Da questo punto di vista, che cosa avranno mai da raccontarsi gli autorevoli
relatori che si sono dati appuntamento, proprio oggi, a L’Aquila per un
convegno nazionale sul valore della “sana maldicenza” nell’era della
comunicazione integrata? Si annuncia, oltre alla presenza di Bruno Vespa,
una dotta relazione di Francesco Cossiga.
La nobilitazione delle espressioni più basse dell’intelligenza umana è una
stratosferica tentazione, cui è difficile sottrarsi. Soprattutto se, come
dice il principe di Gossipolandia, Roberto D’Agostino, “il pettegolezzo per
noi italiani è un’abitudine alla quale non possiamo rinunciare”. Sarà. Vorrà
dire che io devo proprio essere dell’isola di Bula Bula, dove, come si sa,
non esistono giornali, fotografi, tv. E dove alle brutture, alle schifezze,
al pattume si riserva grandissimo disprezzo e pochissima comprensione.
Mi immagino la scena e gli argomenti. Si rivaluteranno le maldicenze di
Svetonio, che faceva la storia degli imperatori romani dal buco della
serratura dell’alcova. Lo si eleverà al rango di grande storico. Si
ricorderà come molta parte della politica italiana del Rinascimento si
sciorinava tra intrighi di palazzo e confabulose trame di cortigiani.

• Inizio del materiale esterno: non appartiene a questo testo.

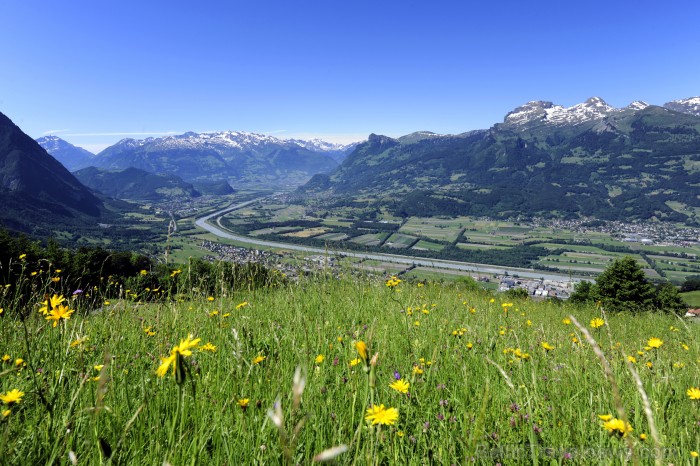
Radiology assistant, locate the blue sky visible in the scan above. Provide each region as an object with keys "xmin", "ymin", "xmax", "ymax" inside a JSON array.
[{"xmin": 0, "ymin": 0, "xmax": 700, "ymax": 151}]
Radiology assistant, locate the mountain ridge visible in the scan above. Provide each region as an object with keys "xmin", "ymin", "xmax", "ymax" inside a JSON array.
[
  {"xmin": 94, "ymin": 131, "xmax": 354, "ymax": 185},
  {"xmin": 299, "ymin": 98, "xmax": 700, "ymax": 223}
]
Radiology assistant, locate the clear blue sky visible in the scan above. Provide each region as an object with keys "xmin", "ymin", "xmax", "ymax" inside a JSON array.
[{"xmin": 0, "ymin": 0, "xmax": 700, "ymax": 151}]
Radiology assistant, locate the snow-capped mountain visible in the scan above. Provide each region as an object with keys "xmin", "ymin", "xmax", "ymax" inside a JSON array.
[
  {"xmin": 504, "ymin": 97, "xmax": 700, "ymax": 126},
  {"xmin": 36, "ymin": 136, "xmax": 95, "ymax": 171},
  {"xmin": 664, "ymin": 97, "xmax": 700, "ymax": 116},
  {"xmin": 95, "ymin": 131, "xmax": 360, "ymax": 184},
  {"xmin": 285, "ymin": 138, "xmax": 358, "ymax": 152},
  {"xmin": 504, "ymin": 97, "xmax": 616, "ymax": 125},
  {"xmin": 102, "ymin": 131, "xmax": 356, "ymax": 157}
]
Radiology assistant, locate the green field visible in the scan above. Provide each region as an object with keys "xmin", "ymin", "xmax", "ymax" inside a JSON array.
[
  {"xmin": 681, "ymin": 291, "xmax": 700, "ymax": 308},
  {"xmin": 0, "ymin": 272, "xmax": 700, "ymax": 465},
  {"xmin": 202, "ymin": 195, "xmax": 700, "ymax": 284}
]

La dignità culturale (si fa per dire) del pettegolezzo è ormai un fatto
sacrosanto, se se considera lo spazio debordante che al gossip viene
riservato dall’universo mediatico. Anzi, anche la notizia neutra viene
confezionata sensazionalisticamente, con la violenta aggressività dei
titoli, con la logica pettegolistica da mercato rionale.
Il messaggio che passa è deprimente. Se pagine di giornali e servizi
televisivi vengono dedicati alle preferenze sessuali dei reali inglesi, se
un fidanzamento tra una starlette e un bomber del calcio rappresenta un
piatto appetitoso, e se un rifidanzamento, con ovvi richiami alla Taylor e a
Richard Burton, diventa un argomento irrefrenabile, che cosa dovrà fare la
Mariuccia quando si trova sotto il casco della parrucchiera? E tra un “Sai,
ho visto Tizia che passeggiava con Caio” e un “Ma non stava con Sempronio?”,
lei e la Peppina rimpolperanno l’orda potente del popolo del gossip.

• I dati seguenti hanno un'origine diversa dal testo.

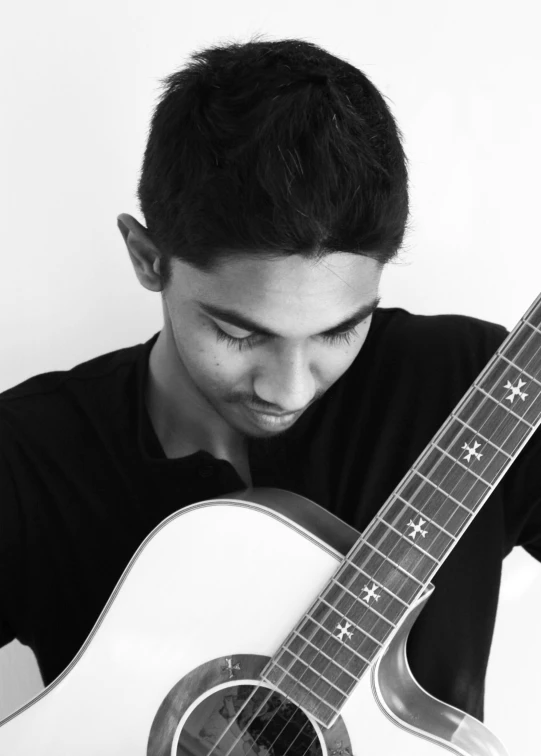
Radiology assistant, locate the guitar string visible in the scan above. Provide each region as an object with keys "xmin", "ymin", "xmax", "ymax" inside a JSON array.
[
  {"xmin": 247, "ymin": 332, "xmax": 538, "ymax": 752},
  {"xmin": 200, "ymin": 320, "xmax": 539, "ymax": 756},
  {"xmin": 202, "ymin": 330, "xmax": 532, "ymax": 750}
]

La questione si colloca sul livello della conoscenza. Dall’analisi seria e
rigorosa siamo passati al “leggiadro” richiamo del buco della serratura. Lo
diceva amaramente Gore Vidal:
“Nessuno più educa, perché
educare vuol dire insegnare ai giovani cose che non conoscono ... Così al
posto del dialogo socratico imperversa il pettegolezzo. Ma una vita non
esaminata non vale la pena di essere vissuta”.